Stocks in Hong Kong sank the most since early June after trading resumed following a Chinese holiday, as worries mounted on China's weak housing market, while investors were also concerned about persistently high US interest rates.
The Hang Seng Index was down 3% on Tuesday morning, as investors returned from a long holiday weekend. The index was on track for its worst day in three months and its lowest close since November.
The gauge is among the world's worst index performers this year, down more than 12%. Investors were gripped by worries about China's economic slowdown, a property market slump, and frictions between Beijing and Washington that have caught tech companies in the crosshairs.
Last week, Xu Jiayin, founder and chairman of Evergrande Group, was detained by Chinese authorities on suspicion of crimes, roiling markets and sparking fears the embattled property giant could face liquidation. A potential collapse of the firm could put global markets further on edge and pile pressure on Beijing to revive its troubled real estate sector.
On Tuesday, shares in Evergrande resumed trading after a three-day halt. They were up 16% to trade at 37 Hong Kong cents (4.7 US cents), only 1% of the value of its peak price in October 2017.
The stock of Evergrande Property Services also resumed trading, down 1.7% to 58 Hong Kong cents. The property services unit of Evergrande said in a filing Monday that its operations remain normal.
Trading in Evergrande New Energy Vehicle, the group's EV arm, remains suspended, pending the release of an announcement about "inside information," the firm said in a filing on Tuesday.
Other property developers plunged, weighing heavily on the market. Country Garden Services, the property services arm of Country Garden, was down 7.7%. Hong Kong real estate firm New World Development was down 7.2%.
The losses come after industry data showed China's 100 biggest developers are still struggling to recover from weak buyer demand.
Total property sales by the top 100 developers dropped 29% in September from a year ago, marking the fourth straight month of declines, according to data published by Shanghai-based research firm China Real Estate Information Corporation (CRIC) on Saturday. They represented a marginal improvement from August, though, which registered a 35% decline.

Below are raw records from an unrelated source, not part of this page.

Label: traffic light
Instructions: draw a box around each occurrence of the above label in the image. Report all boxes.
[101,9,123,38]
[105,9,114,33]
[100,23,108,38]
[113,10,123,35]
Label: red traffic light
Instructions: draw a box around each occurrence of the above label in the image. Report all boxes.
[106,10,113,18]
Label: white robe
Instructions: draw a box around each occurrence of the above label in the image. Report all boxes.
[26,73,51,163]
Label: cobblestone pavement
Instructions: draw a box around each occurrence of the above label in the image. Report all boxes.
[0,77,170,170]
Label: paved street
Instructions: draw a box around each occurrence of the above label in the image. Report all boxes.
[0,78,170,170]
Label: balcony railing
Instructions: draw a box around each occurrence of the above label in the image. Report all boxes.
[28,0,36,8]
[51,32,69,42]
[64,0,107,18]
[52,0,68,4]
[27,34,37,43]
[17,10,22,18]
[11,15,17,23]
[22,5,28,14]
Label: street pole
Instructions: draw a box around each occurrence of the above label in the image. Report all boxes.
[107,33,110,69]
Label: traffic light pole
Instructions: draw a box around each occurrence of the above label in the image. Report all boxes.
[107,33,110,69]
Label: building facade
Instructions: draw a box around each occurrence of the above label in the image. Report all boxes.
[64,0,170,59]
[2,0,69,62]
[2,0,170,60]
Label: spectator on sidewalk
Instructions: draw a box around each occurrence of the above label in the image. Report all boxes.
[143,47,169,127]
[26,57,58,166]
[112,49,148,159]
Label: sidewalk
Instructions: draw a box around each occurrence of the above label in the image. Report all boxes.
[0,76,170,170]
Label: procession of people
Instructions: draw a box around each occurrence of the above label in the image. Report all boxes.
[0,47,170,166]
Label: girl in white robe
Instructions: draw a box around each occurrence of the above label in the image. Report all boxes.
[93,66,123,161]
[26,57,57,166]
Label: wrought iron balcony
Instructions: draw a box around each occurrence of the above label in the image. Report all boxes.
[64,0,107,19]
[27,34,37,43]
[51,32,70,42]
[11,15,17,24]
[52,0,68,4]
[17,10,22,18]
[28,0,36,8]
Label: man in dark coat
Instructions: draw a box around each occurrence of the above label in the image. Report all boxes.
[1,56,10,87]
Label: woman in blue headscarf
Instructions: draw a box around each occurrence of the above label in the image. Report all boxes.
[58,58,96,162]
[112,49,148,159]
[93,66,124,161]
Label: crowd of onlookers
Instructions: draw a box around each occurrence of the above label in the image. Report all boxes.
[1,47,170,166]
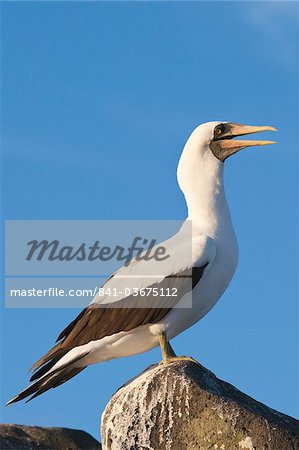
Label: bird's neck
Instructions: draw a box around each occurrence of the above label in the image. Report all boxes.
[181,149,233,237]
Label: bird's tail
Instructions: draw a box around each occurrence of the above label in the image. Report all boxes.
[6,353,87,406]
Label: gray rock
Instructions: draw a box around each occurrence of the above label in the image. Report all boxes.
[101,361,299,450]
[0,424,101,450]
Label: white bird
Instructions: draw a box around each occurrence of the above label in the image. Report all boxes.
[7,122,276,404]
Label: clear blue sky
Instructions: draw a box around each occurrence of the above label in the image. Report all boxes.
[1,2,299,442]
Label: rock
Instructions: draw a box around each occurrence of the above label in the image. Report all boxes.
[0,424,101,450]
[101,361,299,450]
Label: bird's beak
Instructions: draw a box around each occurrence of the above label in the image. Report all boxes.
[217,123,277,157]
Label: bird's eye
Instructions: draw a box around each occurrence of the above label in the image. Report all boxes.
[214,125,224,137]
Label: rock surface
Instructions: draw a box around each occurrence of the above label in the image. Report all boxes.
[0,424,101,450]
[101,361,299,450]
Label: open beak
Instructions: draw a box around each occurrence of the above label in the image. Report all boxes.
[217,123,277,156]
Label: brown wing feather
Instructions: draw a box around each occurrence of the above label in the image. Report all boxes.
[32,263,208,379]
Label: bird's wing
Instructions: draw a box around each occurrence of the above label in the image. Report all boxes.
[7,236,216,405]
[28,236,215,380]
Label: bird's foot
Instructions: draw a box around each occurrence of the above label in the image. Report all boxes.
[160,355,203,367]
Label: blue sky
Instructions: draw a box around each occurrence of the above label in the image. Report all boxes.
[1,2,299,442]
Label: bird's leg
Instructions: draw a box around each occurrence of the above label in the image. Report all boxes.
[159,331,176,363]
[159,331,202,367]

The marginal improvement was mainly thanks to Beijing's property support over the past month, Nomura analysts said in a research report Tuesday.

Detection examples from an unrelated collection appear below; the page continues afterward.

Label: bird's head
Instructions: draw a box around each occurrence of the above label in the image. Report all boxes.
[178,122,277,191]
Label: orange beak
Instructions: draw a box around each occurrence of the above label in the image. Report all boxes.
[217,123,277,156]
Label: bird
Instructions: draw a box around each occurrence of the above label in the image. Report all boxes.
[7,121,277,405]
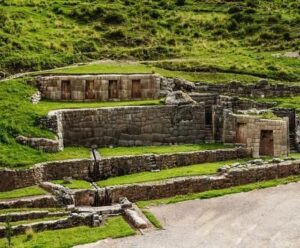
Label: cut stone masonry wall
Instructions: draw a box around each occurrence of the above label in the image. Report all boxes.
[106,160,300,203]
[50,103,205,147]
[0,148,250,191]
[196,80,300,97]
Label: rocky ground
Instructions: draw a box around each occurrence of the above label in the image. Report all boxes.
[78,183,300,248]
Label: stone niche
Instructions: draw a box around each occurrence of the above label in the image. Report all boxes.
[37,74,160,101]
[223,112,289,157]
[49,103,205,147]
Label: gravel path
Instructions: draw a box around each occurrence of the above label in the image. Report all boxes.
[79,183,300,248]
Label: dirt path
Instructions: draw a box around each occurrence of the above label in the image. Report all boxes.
[79,183,300,248]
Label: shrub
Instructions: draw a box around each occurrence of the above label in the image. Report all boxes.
[104,12,126,24]
[227,20,239,31]
[104,29,126,40]
[0,9,9,27]
[283,32,292,41]
[176,0,185,6]
[244,8,256,14]
[228,6,242,14]
[149,9,161,19]
[246,0,258,8]
[25,227,34,241]
[259,32,275,40]
[268,16,279,24]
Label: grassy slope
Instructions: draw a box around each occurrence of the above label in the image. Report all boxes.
[52,180,92,189]
[0,79,159,167]
[256,96,300,113]
[0,213,68,227]
[48,61,259,83]
[0,186,46,200]
[0,208,65,215]
[99,144,233,157]
[136,175,300,209]
[0,217,135,248]
[97,159,245,187]
[0,0,300,81]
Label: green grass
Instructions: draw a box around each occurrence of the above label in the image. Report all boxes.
[142,209,163,229]
[97,159,246,187]
[0,216,135,248]
[47,62,260,83]
[0,145,91,169]
[0,208,66,215]
[98,143,233,157]
[0,186,46,200]
[255,96,300,112]
[35,100,161,115]
[0,0,300,84]
[51,62,154,74]
[52,180,92,189]
[136,175,300,209]
[0,213,67,226]
[0,79,159,168]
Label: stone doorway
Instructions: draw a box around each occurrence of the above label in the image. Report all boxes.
[85,80,96,99]
[259,130,274,156]
[236,123,247,144]
[61,80,71,100]
[108,80,119,99]
[131,80,142,98]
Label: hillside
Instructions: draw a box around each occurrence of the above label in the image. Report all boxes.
[0,0,300,82]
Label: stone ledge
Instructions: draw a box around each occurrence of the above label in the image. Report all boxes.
[16,135,62,152]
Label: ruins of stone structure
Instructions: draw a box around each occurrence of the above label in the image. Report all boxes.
[37,74,160,101]
[27,74,296,157]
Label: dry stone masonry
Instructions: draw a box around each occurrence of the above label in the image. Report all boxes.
[37,74,161,101]
[52,103,205,147]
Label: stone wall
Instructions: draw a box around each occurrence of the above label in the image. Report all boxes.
[223,110,289,157]
[106,160,300,203]
[56,103,205,147]
[196,80,300,97]
[37,74,160,101]
[0,213,93,238]
[0,159,93,192]
[16,135,63,152]
[0,148,250,192]
[99,148,250,178]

However, "continued policy relaxation should stabilize property sales, but is not enough to boost stock market sentiment," they added.
China has rolled out a series of stimulus measures to boost the country's ailing property market, including slashing mortgage rates and scrapping restrictions on home buying in Chinese cities.

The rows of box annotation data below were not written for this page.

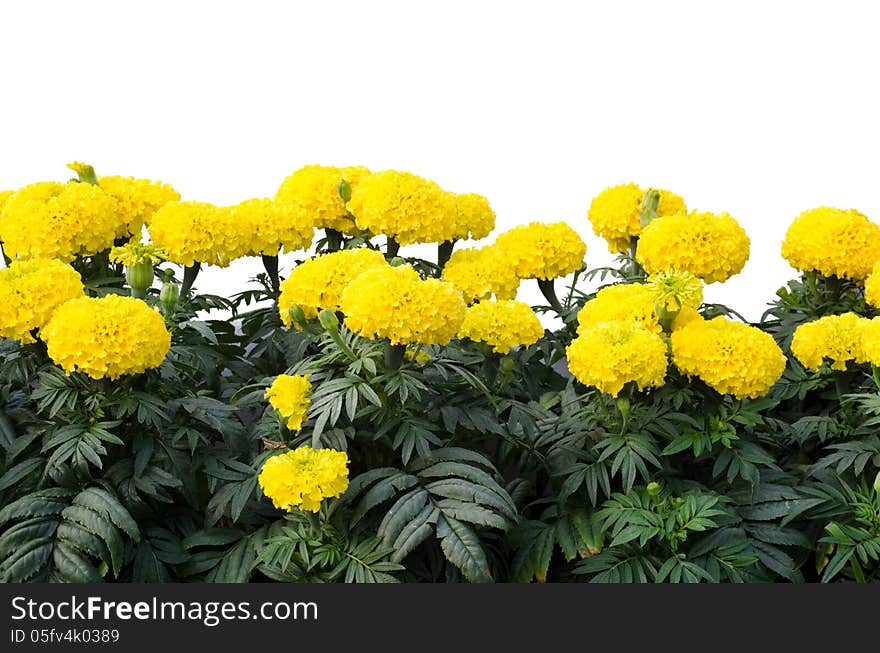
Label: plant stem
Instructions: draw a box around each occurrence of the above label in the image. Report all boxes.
[437,240,455,271]
[385,342,406,370]
[261,254,281,297]
[385,236,400,258]
[180,261,202,295]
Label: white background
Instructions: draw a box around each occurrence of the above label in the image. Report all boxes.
[0,0,880,319]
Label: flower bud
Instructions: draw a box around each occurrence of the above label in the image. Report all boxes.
[318,308,339,331]
[159,270,180,315]
[125,260,153,297]
[287,304,306,326]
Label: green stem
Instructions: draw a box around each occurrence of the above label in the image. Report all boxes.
[537,279,565,317]
[261,254,281,297]
[324,227,342,252]
[437,240,455,270]
[385,342,406,370]
[385,236,400,259]
[180,261,202,295]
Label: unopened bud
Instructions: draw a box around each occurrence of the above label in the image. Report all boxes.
[318,308,339,331]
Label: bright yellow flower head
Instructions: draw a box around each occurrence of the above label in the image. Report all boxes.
[636,212,750,283]
[265,374,312,431]
[0,259,83,343]
[0,181,117,261]
[577,283,662,334]
[341,265,466,345]
[782,206,880,281]
[791,313,868,370]
[259,447,348,512]
[41,295,171,379]
[443,245,519,304]
[865,260,880,308]
[452,193,495,240]
[278,247,388,327]
[458,300,544,354]
[110,241,168,268]
[648,270,703,312]
[565,321,668,397]
[228,198,315,258]
[148,202,242,267]
[587,184,687,254]
[348,170,458,245]
[98,176,180,237]
[275,165,370,234]
[859,317,880,365]
[493,222,587,280]
[671,317,786,399]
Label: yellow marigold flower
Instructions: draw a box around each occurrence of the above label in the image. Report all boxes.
[865,260,880,307]
[348,170,458,245]
[565,321,668,397]
[452,193,495,240]
[577,283,662,334]
[98,175,180,237]
[41,295,171,379]
[494,222,587,280]
[278,247,388,327]
[229,198,315,256]
[0,182,116,261]
[458,300,544,354]
[110,241,168,268]
[340,265,466,345]
[859,317,880,365]
[275,165,370,234]
[636,212,750,283]
[670,306,703,331]
[782,206,880,281]
[0,259,83,343]
[648,270,703,313]
[265,374,312,431]
[443,246,519,304]
[587,184,687,254]
[259,447,348,512]
[791,313,867,370]
[671,317,786,399]
[148,202,242,267]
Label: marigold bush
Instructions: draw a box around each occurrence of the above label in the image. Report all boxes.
[0,163,880,583]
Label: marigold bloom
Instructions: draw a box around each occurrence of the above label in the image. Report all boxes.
[278,247,388,327]
[265,374,312,431]
[0,259,83,343]
[41,295,171,379]
[275,165,370,234]
[493,222,587,280]
[452,193,495,240]
[782,206,880,281]
[671,317,786,399]
[0,181,117,261]
[98,175,180,237]
[791,313,868,370]
[348,170,458,245]
[228,198,315,258]
[648,270,703,313]
[258,447,348,512]
[636,212,750,283]
[458,300,544,354]
[577,283,662,334]
[147,202,241,267]
[340,265,466,345]
[443,246,520,304]
[587,184,687,254]
[565,321,668,397]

Persistently high US rates?
The market sentiment was also weighed by concerns that US interest rates could stay elevated after US Treasury yields hit a 16-year high.
Yields on the 10-year US Treasury, which are considered a proxy for US interest rates, reached 4.7% on Monday, the highest since 2007.
"This yield surge reflects the market's response to messaging from the Federal Reserve, indicating the central bank's commitment to keeping borrowing costs elevated to combat inflation," said Stephen Innes, managing partner for SPI Asset Management.
In Asia-Pacific, Japan's Nikkei 225 dropped 1.3%, and Australia's S&P/ASX 200 lost 1.1%. Chinese and South Korean markets remained shut for public holidays.
In US pre-market trading, Dow futures were down 0.1%. Futures on the S&P 500 and Nasdaq also fell slightly. On Monday, the Dow Jones Industrial Average closed down 0.2%. The S&P 500 Index was flat, and the Nasdaq rose 0.7%.